The last few years have proven that even good dams will go dry."

Ms James said she was concerned the Northern Territory government had started to use water allocation rules, which used to only apply to the south of the territory, to give out more water in her area.

"I wouldn't like to see changes to our water take because we've slipped into some other kind of zone," she said.

Warning new rules could reverse aquifer's flow

NT Environment Centre director Kirsty Howey views potential changes to zoning as "troubling".

"The arid zone rules flip the rules that apply in the Top End, in that instead of being able to extract 20 per cent of the recharge of an aquifer which is sustainable, you're instead extracting 80 per cent of the storage of an aquifer over 100 years," she said.

"That means that you're extracting water at a greater rate than it's replenishing into the aquifer.
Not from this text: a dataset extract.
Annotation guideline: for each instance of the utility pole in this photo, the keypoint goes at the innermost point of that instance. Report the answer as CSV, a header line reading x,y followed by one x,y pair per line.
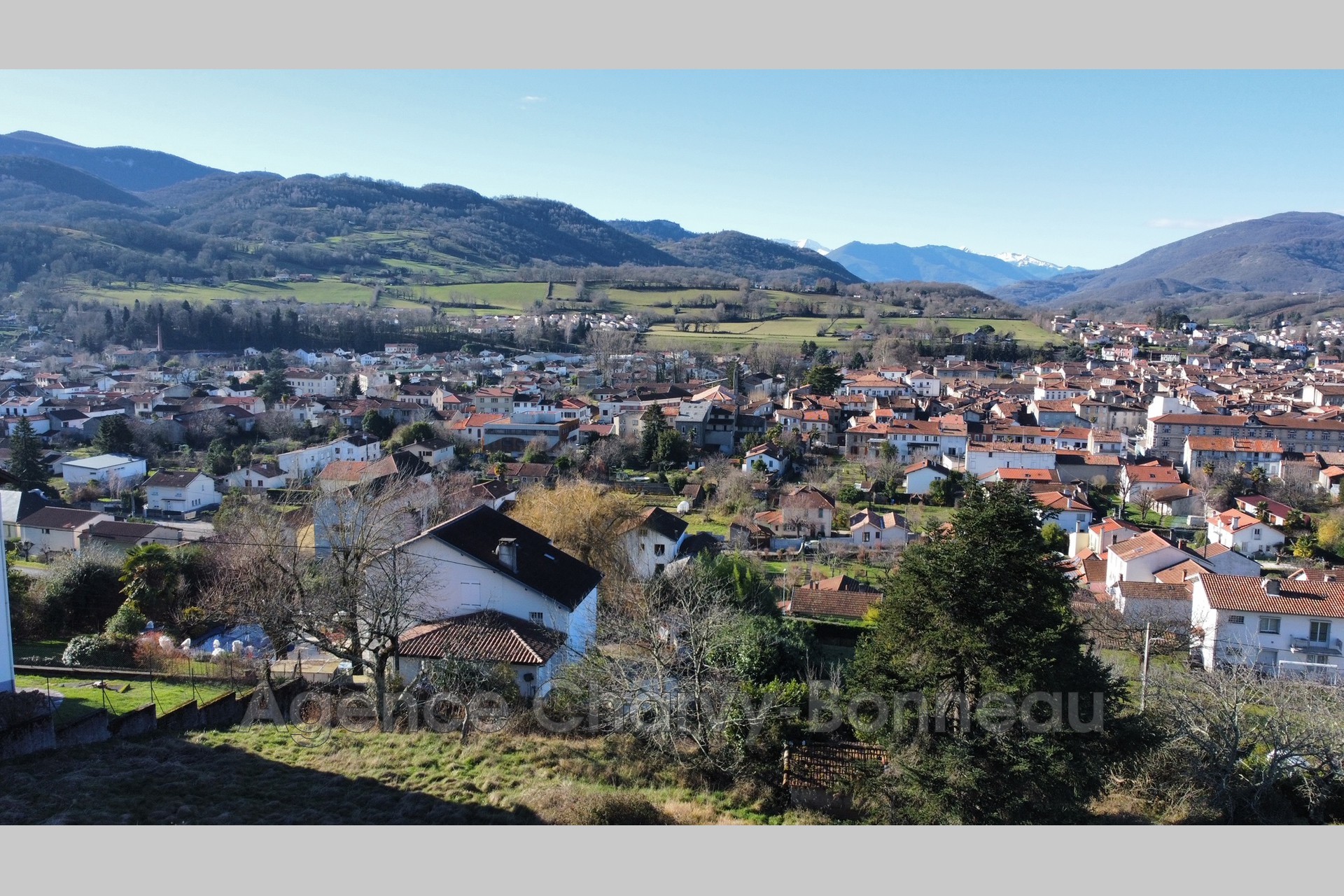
x,y
1142,676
"It's extremely troubling that the government appears to be pursuing a policy of water mining that could impact territory waterways for fracking, cotton and other big industries that are zeroing in on the Northern Territory.

"The memorandum is quite shocking in that it reveals that the allocation rules that the department has been using, and proposes to use, could have very damaging, if not catastrophic impacts on iconic territory waterways including the Roper River and Mataranka hot springs."

No water licences for cotton have been granted in the region yet.

There are currently five water licences related to onshore gas exploration in the Beetaloo Basin, totalling less than 1000 megalitres per year.

NT government defends water planning as 'sustainable'

The NT government decided the new rules could be used without damaging rivers, aquifers and springs because the water level wouldn't drop anywhere by more than a metre and a half, and ecosystems could adapt.

In a written response to the ABC, the NT Environment Department chief executive Jo Townsend said: "The decision on whether the arid zone rules apply or whether the Top End rules apply is determined by a range of rainfall and recharge, catchment and aquifer criteria and characteristics".

Agriculture Minister Paul Kirby said the government's water allocation rules were sustainable. 

"We will take advice, as we have with every other industry,  to make sure we make the best decisions going forward, to make sure that those decisions are the best ones for the Northern Territory and they're sustainable going forward," he said.

Chief executive of the Amateur Fishermen's Association NT, David Ciaravolo, said the recreational fishers' peak body was not worried about the arid zone rules being applied on the Mataranka Tindall Aquifer, because he expected they would only be used until specific water plans were drawn up for each area of the Beetaloo.

"We have been advocating very strongly for strong environmental protection to the government, and we would have an expectation that when a plan is delivered it will protect the Roper River and it will protect the environment," he said.

But Griffith University geography professor Sue Jackson is calling on the NT government to stop using southern arid zone rules to supply new industries until it models exactly how much water can sustainably be given out in each area.

"We have a system at the moment where the Northern Territory government continues to hand out licences in the absence of robust scientifically informed water allocation plans," she said.

"The groundwater in this region moves very slowly, it might take 50 years to show the effects of extraction on some of these groundwater systems.

"And then the question becomes: what are governments prepared to do about it, because we know from many other parts of Australia that clawing back licences from those people that have been granted them becomes a a very expensive and very difficult exercise."

Ms Townsend said it would be "unlawful" for the government to delay making licence decisions until water allocation plans are finalised.

"In any event a declared plan is only one of the criteria for a decision about the granting of a licence under the Act," she added.